Plus d’un million et demi de francs récoltés en une seule journée pour la Fiesta Brava ! C’est le total encourageant de 257.493 euros qui apparaît au compteur de la Journée de la Tauromachie célébrée à Valencia le 9 octobre dernier au profit de la Fondation du Toro de Lidia. Une belle somme qui permettra notamment « la consolidation de la FTL comme entité civile, mais également de défendre et promouvoir la Fiesta Brava dans le cadre d’une stratégie globale » précisé l’entité présidée par Victorino Martín. Par ailleurs, 6.000 euros seront reversés à la Fondation d’oncohématologie infantile, en mémoire du jeune Adrián Hinojosa, un enfant de 8 ans, originaire de Valencia, qui voulait devenir torero, mais que la maladie a emporté en avril 2017 après avoir contracté un sarcome d’Ewing.

Le succès populaire de cette Journée de la Tauromachie doit être la première pierre d’une nouvelle stratégie dans la manière de défendre et de promouvoir la tauromachie. Selon Victorino Martín, cet événement « consolide la Fondation du Toro de Lidia comme l’outil de tous les taurins, professionnels et aficionados » afin que la Fiesta Brava soit présente à tous les niveaux : politique, médiatique et social. « Bien évidemment, nous sommes encore très loin des grandes entités animalistes qui promeuvent un changement dans la manière d’envisager nos relations avec les animaux (…) mais ces 257.493 euros vont nous servir comme un coup de pouce sur le chemin de la croissance afin d’entamer la bataille culturelle dans laquelle nous sommes immergés » souligne le président de la FTL.

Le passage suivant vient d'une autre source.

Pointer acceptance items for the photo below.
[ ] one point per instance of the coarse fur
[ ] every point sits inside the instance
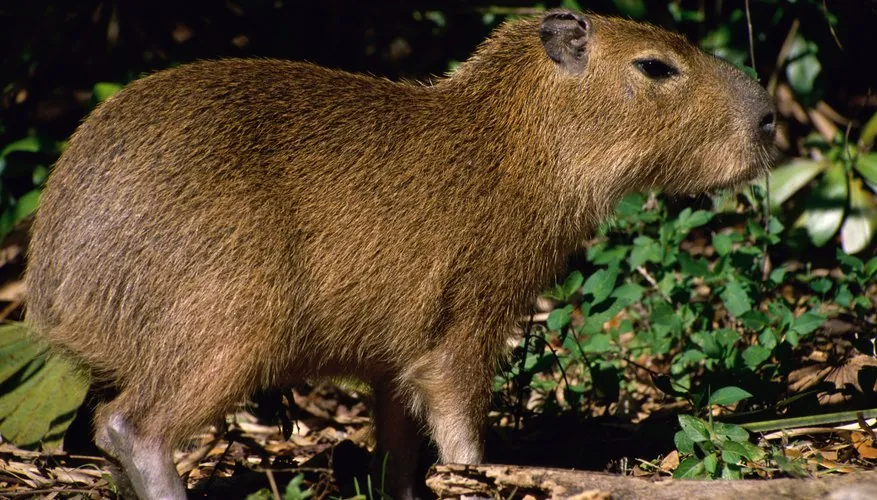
(233, 225)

Lors de cette journée organisée aux arènes de Valencia, plusieurs spectacles avaient été proposés aux nombreux spectateurs, parmi lesquels un concours matinal de recortadores et un grand festival taurin qui avait compté sur la présence de matadors de renom comme Enrique Ponce, El Juli et José María Manzanares II, ainsi que d’autres toreros comme Román, Álvaro Lorenzo, le rejoneador Fermín Bohórquez ou encore le novillero Borja Collado.

La présence de vedettes de la tauromachie a contribué au grand succès populaire de la journée organisée aux arènes de Valencia au profit de la Fondation du Toro de Lidia, le 9 octobre 2018 (crédit photo : SCP Valencia).